I found myself longing for the old days of my gaming. I wanted the 1980s back - not the music or style, just the gaming - as I missed the wide-eyed wonder of new games, discoveries and realisations about what I could do with the hobby. I missed dungeon-bashing, and those first few emotionally-driven games that I would throw my heart in to with abandon, and laugh and fantasize and not care about anything else except being there, in the game, as that character. Now I was working, I had responsibilities, I was much more self-conscious about the level of emotional involvement I had in the game, and was now very coy about expressing myself as wildly as I used to. I was playing at being grown up and I wasn't being very good at it.

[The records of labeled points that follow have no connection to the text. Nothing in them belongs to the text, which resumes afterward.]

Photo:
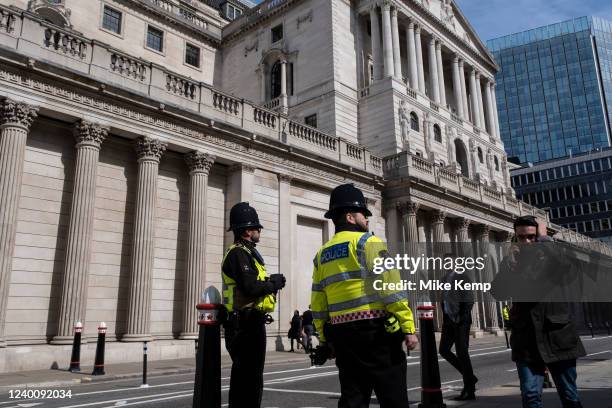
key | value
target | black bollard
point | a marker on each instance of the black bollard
(144, 365)
(99, 361)
(431, 392)
(75, 358)
(207, 391)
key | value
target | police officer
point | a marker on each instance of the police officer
(364, 327)
(249, 295)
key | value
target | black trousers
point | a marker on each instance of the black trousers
(459, 335)
(245, 340)
(369, 359)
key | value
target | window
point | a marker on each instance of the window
(277, 33)
(155, 39)
(111, 20)
(437, 133)
(414, 122)
(192, 55)
(311, 120)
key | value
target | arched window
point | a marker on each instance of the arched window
(275, 80)
(437, 133)
(414, 122)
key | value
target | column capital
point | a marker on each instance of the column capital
(90, 134)
(462, 223)
(284, 178)
(17, 113)
(242, 167)
(481, 230)
(407, 208)
(148, 148)
(199, 162)
(437, 216)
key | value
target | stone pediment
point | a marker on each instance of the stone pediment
(451, 16)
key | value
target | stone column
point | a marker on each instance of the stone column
(149, 152)
(285, 224)
(434, 80)
(490, 113)
(375, 35)
(495, 113)
(397, 59)
(490, 306)
(474, 97)
(440, 64)
(387, 39)
(466, 110)
(413, 73)
(15, 121)
(419, 53)
(457, 87)
(89, 137)
(199, 165)
(481, 117)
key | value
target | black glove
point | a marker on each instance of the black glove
(278, 281)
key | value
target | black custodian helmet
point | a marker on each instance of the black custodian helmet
(243, 216)
(347, 197)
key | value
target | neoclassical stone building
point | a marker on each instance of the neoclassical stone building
(128, 130)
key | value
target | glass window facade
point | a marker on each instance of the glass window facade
(554, 89)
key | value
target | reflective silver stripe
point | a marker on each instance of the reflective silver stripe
(350, 304)
(396, 297)
(320, 315)
(339, 277)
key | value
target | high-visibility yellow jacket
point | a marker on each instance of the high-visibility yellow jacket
(343, 277)
(234, 299)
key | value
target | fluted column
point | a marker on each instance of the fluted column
(89, 137)
(457, 87)
(375, 36)
(489, 104)
(440, 64)
(16, 119)
(199, 165)
(490, 306)
(481, 118)
(474, 98)
(397, 59)
(149, 152)
(434, 80)
(495, 113)
(466, 110)
(419, 53)
(413, 73)
(387, 39)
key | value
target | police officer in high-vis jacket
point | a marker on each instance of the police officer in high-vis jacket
(248, 295)
(364, 327)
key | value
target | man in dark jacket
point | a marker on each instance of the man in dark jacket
(457, 320)
(543, 334)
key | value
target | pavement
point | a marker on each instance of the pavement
(290, 382)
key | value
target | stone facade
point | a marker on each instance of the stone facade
(124, 161)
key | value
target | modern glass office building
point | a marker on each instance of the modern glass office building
(554, 89)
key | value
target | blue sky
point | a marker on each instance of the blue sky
(495, 18)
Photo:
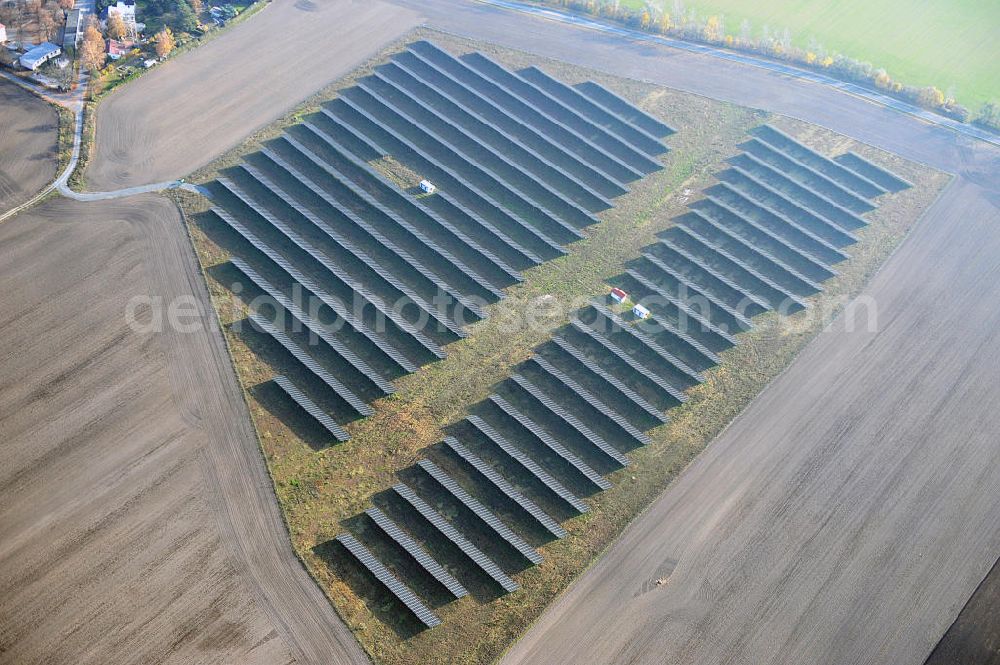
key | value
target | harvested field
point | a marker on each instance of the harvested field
(29, 135)
(872, 457)
(139, 523)
(179, 117)
(321, 490)
(975, 635)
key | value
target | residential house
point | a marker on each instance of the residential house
(39, 55)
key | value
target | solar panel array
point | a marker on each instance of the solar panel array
(570, 414)
(329, 210)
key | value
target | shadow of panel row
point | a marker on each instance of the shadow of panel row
(475, 511)
(526, 458)
(358, 271)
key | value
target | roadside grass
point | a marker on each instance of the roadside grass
(322, 489)
(948, 44)
(67, 128)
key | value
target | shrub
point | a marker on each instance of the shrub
(989, 116)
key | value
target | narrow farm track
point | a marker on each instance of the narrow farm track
(193, 108)
(29, 136)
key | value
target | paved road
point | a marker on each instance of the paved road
(850, 512)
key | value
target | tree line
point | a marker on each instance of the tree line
(777, 44)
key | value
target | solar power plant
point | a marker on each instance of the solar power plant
(508, 490)
(549, 442)
(311, 408)
(310, 363)
(562, 414)
(452, 534)
(391, 582)
(761, 237)
(401, 538)
(527, 463)
(480, 511)
(521, 162)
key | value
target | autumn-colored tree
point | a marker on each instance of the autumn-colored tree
(165, 42)
(665, 23)
(92, 55)
(116, 26)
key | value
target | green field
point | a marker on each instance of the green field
(951, 44)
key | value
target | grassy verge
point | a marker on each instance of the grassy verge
(320, 490)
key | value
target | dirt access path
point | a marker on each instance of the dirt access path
(190, 110)
(139, 522)
(29, 144)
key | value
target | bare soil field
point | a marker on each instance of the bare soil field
(29, 136)
(188, 111)
(821, 526)
(139, 525)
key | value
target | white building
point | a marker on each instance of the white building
(39, 55)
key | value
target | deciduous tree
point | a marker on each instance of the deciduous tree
(92, 55)
(165, 42)
(930, 97)
(665, 23)
(712, 32)
(116, 26)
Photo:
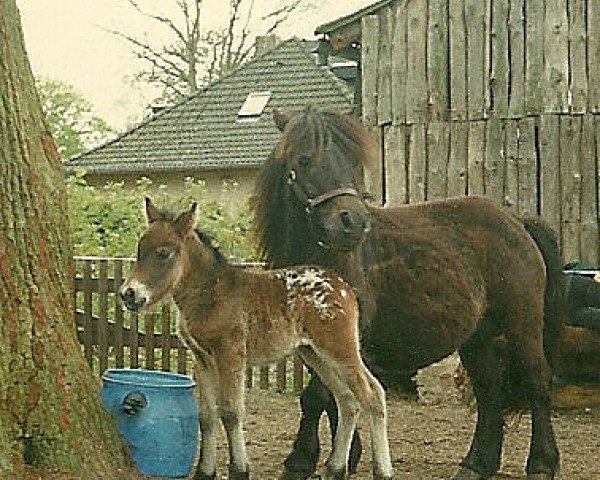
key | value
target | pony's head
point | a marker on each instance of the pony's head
(161, 258)
(316, 172)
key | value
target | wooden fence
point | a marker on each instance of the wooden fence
(114, 338)
(492, 97)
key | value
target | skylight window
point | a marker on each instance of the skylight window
(254, 105)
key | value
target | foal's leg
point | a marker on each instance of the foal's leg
(231, 410)
(206, 376)
(301, 463)
(348, 409)
(353, 375)
(355, 447)
(371, 397)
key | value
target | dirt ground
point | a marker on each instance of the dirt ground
(427, 438)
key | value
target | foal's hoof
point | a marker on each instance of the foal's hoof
(295, 475)
(467, 474)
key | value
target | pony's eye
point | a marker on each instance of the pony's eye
(164, 253)
(291, 176)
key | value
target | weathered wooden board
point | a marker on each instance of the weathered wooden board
(549, 147)
(577, 55)
(499, 75)
(493, 166)
(570, 182)
(458, 60)
(417, 97)
(528, 167)
(417, 167)
(556, 57)
(396, 180)
(589, 192)
(437, 59)
(477, 47)
(593, 55)
(384, 67)
(534, 57)
(511, 189)
(458, 159)
(369, 61)
(516, 28)
(399, 68)
(437, 162)
(476, 157)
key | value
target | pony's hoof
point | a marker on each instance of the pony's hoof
(331, 474)
(203, 476)
(295, 475)
(464, 473)
(237, 474)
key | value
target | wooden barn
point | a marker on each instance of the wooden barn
(490, 97)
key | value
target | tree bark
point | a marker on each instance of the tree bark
(50, 413)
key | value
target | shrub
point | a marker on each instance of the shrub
(108, 221)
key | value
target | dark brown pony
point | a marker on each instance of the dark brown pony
(231, 317)
(456, 274)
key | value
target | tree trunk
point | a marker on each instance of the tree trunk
(50, 413)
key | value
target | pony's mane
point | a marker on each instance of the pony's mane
(206, 238)
(310, 130)
(209, 240)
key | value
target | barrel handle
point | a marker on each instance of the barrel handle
(134, 402)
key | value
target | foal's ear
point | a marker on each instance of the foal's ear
(150, 210)
(281, 119)
(186, 221)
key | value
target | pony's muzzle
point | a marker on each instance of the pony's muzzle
(132, 300)
(353, 223)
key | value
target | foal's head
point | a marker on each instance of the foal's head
(162, 257)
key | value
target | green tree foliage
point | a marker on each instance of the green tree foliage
(73, 125)
(108, 221)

I realised then, as I do now, that one of the things I missed the most about the old games was becoming invested in a character. It seemed I had gone full circle - the stats on the paper were just numbers to me when I first began in the hobby, and they were number on a sheet to me once again. The PC was a playing piece, not a character by any stretch of the imagination. I still think I feel that way and I still long for games I can lose myself in.
This was mainly due to the lack of gaming. The games were quick, one-off, simple, with next to no chance of blossoming into a larger campaign. I was becoming lethargic about the whole thing, cynical. I needed a kick, something that would re-ignite my passion for the hobby. I was spending my time writing and that was just fine, but I needed game time.